The agent obtained execution of the trust deed and note, and returned them to respondent with written instructions concerning recording the trust deed and repaying petitioners' loan. Petitioners received a copy of this letter. The trust deed was recorded.


Respondent received a written direction from petitioners to disburse the proceeds of its loan. It issued checks in reliance upon this direction.


Respondent, by letter to an agent of Lawndale, requested an assignment of beneficial interest in the trust to petitioners. Respondent was informed by letter that such an assignment could not be made.


Title was then conveyed by Lawndale, as trustee, to petitioners "subject to the lien of every trust deed or mortgage (if any there be) of record in said county, given to secure the payment of money and remaining unreleased on the date hereof." Petitioners executed a written guaranty in which they assumed and agreed to pay the note secured by the trust deed and agreed to be bound by all the terms, provisions and conditions of the note and trust deed.

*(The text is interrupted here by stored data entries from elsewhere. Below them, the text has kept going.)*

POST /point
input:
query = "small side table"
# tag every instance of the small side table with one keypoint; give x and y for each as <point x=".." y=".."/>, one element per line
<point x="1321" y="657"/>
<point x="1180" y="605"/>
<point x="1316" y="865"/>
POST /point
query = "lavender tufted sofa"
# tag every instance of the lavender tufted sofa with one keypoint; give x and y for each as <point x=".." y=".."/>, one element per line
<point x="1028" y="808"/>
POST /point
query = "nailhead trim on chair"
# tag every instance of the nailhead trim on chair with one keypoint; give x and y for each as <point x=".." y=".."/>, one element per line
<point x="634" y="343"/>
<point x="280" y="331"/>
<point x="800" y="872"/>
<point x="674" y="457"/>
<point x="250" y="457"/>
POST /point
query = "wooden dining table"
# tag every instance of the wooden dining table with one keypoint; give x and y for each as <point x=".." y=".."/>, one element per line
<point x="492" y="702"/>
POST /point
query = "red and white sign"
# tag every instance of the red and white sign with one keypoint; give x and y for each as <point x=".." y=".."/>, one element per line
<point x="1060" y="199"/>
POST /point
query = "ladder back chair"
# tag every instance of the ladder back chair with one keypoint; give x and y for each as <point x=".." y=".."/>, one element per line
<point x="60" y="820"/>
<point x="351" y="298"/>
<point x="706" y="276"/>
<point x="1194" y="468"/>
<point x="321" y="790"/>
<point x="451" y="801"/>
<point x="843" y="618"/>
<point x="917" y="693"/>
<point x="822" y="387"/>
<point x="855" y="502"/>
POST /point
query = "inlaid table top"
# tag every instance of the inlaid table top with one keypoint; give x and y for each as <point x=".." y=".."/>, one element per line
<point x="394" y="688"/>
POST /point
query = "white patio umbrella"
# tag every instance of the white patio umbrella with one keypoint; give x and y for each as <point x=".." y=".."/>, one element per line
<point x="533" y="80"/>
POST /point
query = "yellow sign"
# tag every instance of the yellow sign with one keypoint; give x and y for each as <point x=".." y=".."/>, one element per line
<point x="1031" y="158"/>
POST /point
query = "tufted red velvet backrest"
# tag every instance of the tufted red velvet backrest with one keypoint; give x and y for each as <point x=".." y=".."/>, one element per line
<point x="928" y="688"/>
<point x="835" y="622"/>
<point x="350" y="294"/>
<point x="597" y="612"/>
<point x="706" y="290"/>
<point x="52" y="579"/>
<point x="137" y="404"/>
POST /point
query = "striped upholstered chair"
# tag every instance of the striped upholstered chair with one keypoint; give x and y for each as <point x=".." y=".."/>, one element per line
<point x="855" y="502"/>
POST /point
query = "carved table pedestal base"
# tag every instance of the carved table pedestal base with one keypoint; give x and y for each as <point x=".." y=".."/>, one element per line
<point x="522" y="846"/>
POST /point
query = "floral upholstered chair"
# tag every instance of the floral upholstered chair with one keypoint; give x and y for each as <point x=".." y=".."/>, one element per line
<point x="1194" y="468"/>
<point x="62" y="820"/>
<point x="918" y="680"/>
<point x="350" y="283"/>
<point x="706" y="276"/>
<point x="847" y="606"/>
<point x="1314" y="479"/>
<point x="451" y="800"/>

Pursuant to the written direction of petitioners, the proceeds of this loan were disbursed to pay their debts and for improvements on their property. Petitioners made nine monthly payments to respondent under the trust deed and then defaulted. Leo Jones was adjudicated a bankrupt and during the bankruptcy proceedings filed the present petition, in which his wife joined, attacking the validity of the trust deed.


The referee in bankruptcy conducted hearings and at the close of petitioners' case entered an order dismissing the petition. In his order the referee made specific findings of fact and conclusions of law to the effect that respondent was not guilty of fraud, misrepresentation or in charging usurious interest rates in connection with the execution of the trust deed; that respondent was a bona fide purchaser for value; that respondent had relied upon record title in disbursing funds under the trust deed; that petitioners had waived their homestead and dower interests in the property in the trust deed; and that petitioners had ratified the transaction and were estopped to deny the validity of the trust deed.


The district court, entertaining a petition for review, affirmed the referee's order.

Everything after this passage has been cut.